Compounding the difficulty is the unlikelihood that breakout will be a clear-cut event. More likely it will occur, if it does, via the gradual accumulation of ambiguous evasions.
The president assures us that if Iran is found to be cheating, a near-certainty given their track record, sanctions will be reimposed (a strange threat given that one of the justifications Mr. Obama offered for negotiating with Iran was that sanctions weren't working), but this is much easier said than done:
The agreement’s primary enforcement mechanism, the threat of renewed sanctions, emphasizes a broad-based asymmetry, which provides Iran permanent relief from sanctions in exchange for temporary restraints on Iranian conduct. Undertaking the “snap-back” of sanctions is unlikely to be as clear or as automatic as the phrase implies. Iran is in a position to violate the agreement by executive decision. Restoring the most effective sanctions will require coordinated international action.

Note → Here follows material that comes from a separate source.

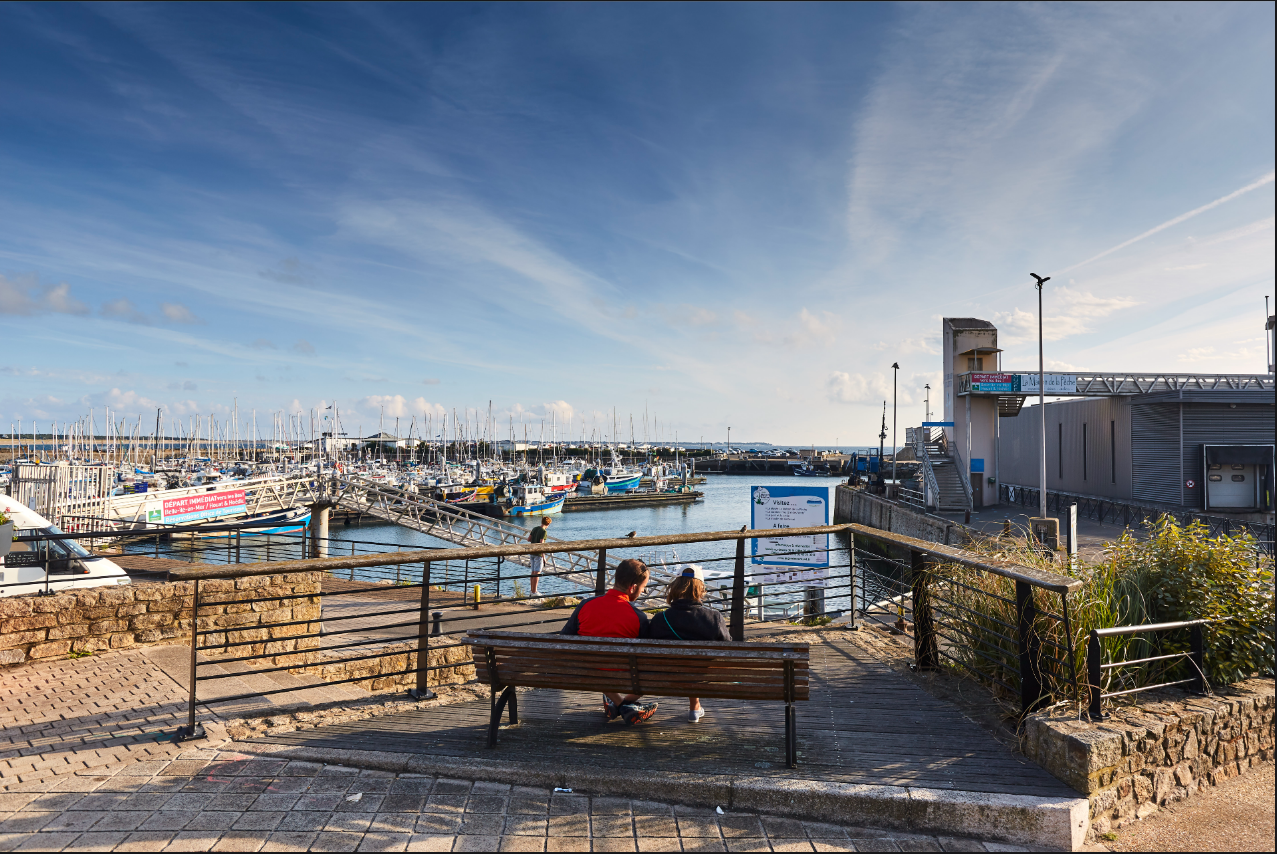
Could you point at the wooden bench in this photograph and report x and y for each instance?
(708, 669)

In countries that had reluctantly joined in previous rounds, the demands of public and commercial opinion will militate against automatic or even prompt “snap-back.” If the follow-on process does not unambiguously define the term, an attempt to reimpose sanctions risks primarily isolating America, not Iran.
Worse, after the ten year period of good behavior has elapsed Iran will be within a few months to a year of being capable of producing a nuclear weapon. None of the other countries in the region, many of them majority Sunni (Iran is majority Shia) will be content to sit by and see what Iran does with their bomb. They'll want a nuclear deterrent of their own, which means there'll be a nuclear arms race in the most volatile, suicidal region in the entire world.

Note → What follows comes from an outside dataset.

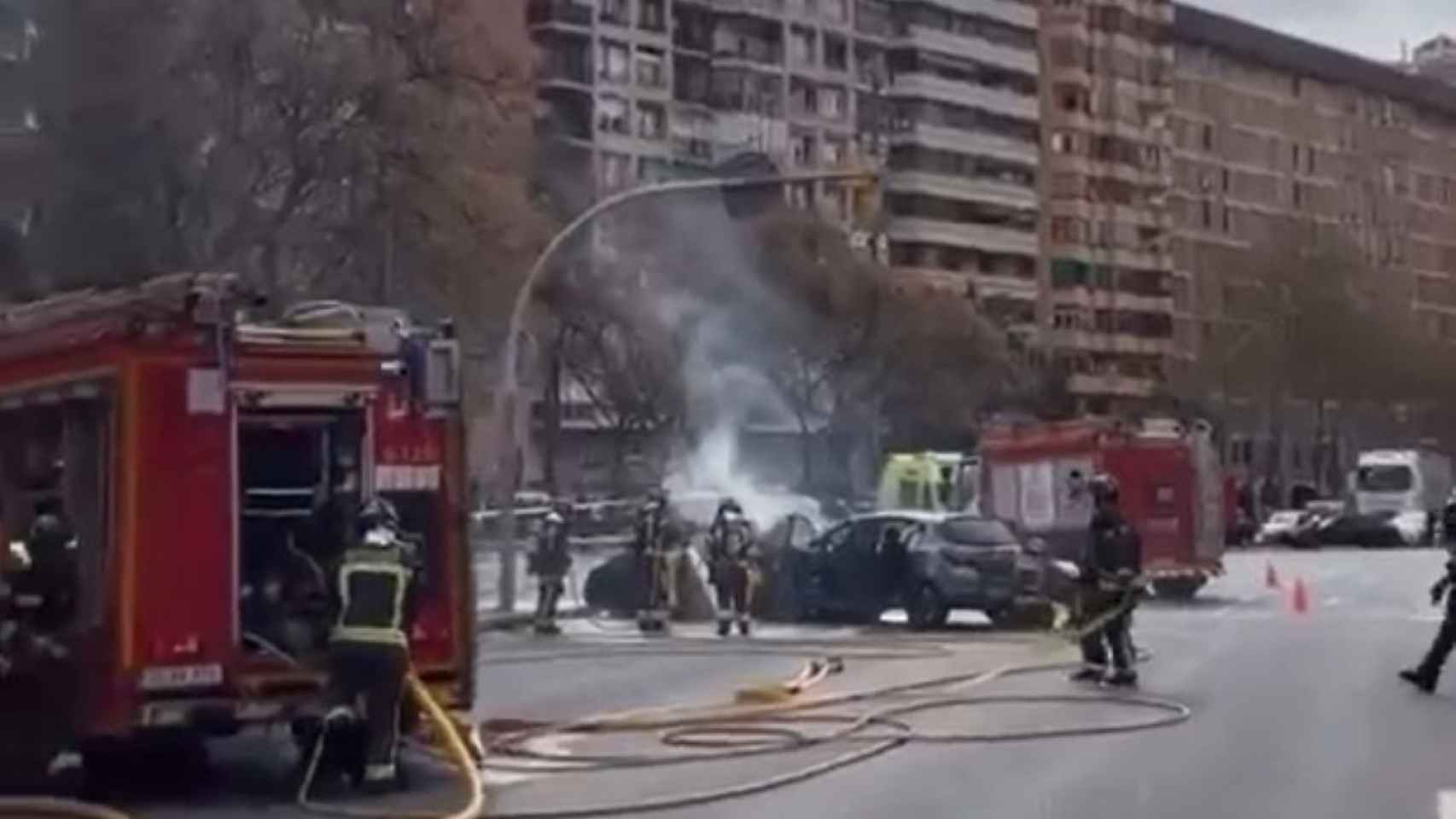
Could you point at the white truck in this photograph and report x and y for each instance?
(1402, 482)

Previous thinking on nuclear strategy also assumed the existence of stable state actors. Among the original nuclear powers, geographic distances and the relatively large size of programs combined with moral revulsion to make surprise attack all but inconceivable. How will these doctrines translate into a region where sponsorship of nonstate proxies is common, the state structure is under assault, and death on behalf of jihad is a kind of fulfillment?

Some have suggested the U.S. can dissuade Iran’s neighbors from developing individual deterrent capacities by extending an American nuclear umbrella to them. But how will these guarantees be defined? What factors will govern their implementation? Are the guarantees extended against the use of nuclear weapons—or against any military attack, conventional or nuclear? Is it the domination by Iran that we oppose or the method for achieving it? What if nuclear weapons are employed as psychological blackmail? And how will such guarantees be expressed, or reconciled with public opinion and constitutional practices?

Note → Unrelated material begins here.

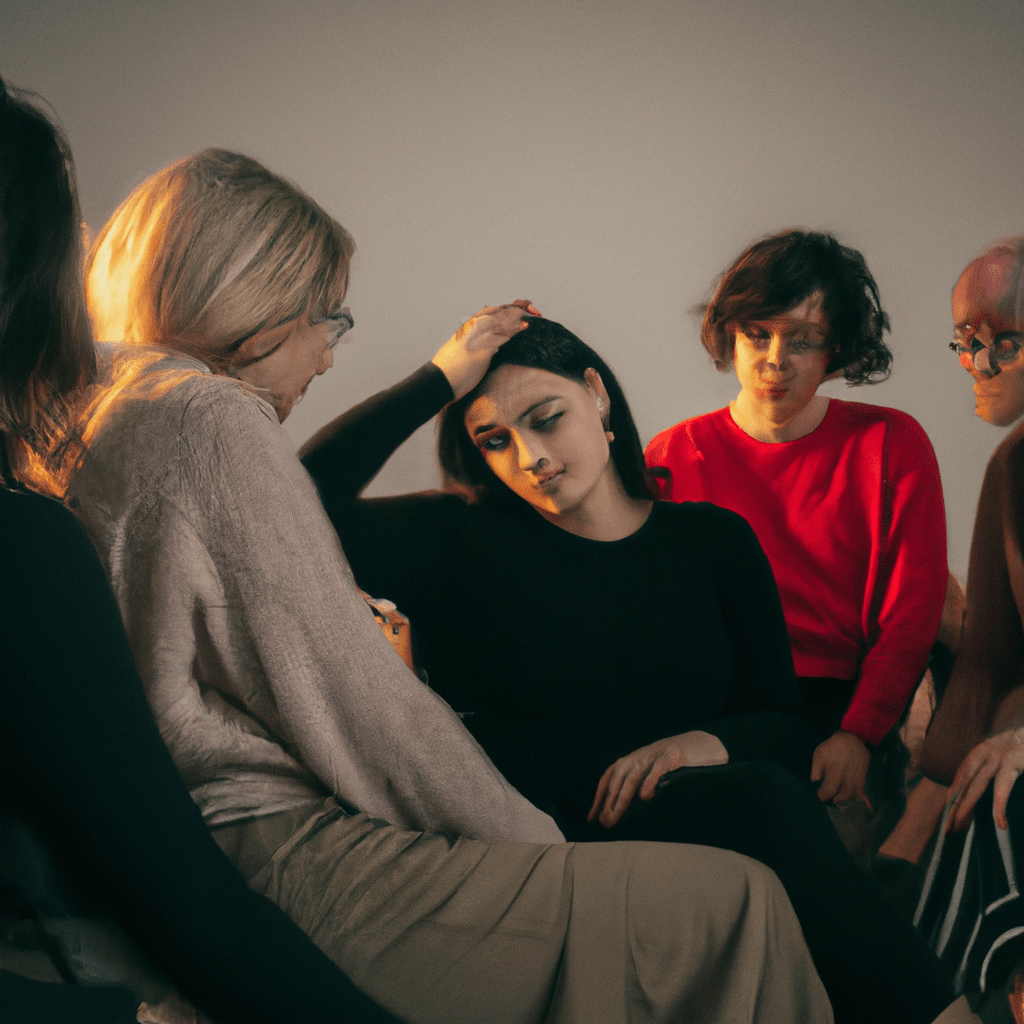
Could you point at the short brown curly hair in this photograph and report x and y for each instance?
(779, 271)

If anyone thinks that a future president like Mr. Obama, or almost anyone for that matter, is going to launch a nuclear war against Iran in the event that Iran detonates a nuke over, say, Baghdad, they are incredibly naive. Moreover, if Iran alone has nuclear weapons they will be able to achieve hegemony in the Middle East without having to use them. The mere threat of their use will enable them to impose their will on surrounding Arab nations, and they will doubtless use this power to force a unified Arab assault against Israel.

Mr. Obama came to the White House boldly declaring that he would not allow Iran to have nuclear weapons, but he has made it much more likely than it was six years ago that within a decade they will indeed have them. And when they get them Armageddon will become a perpetual fear in the hearts of every Israeli.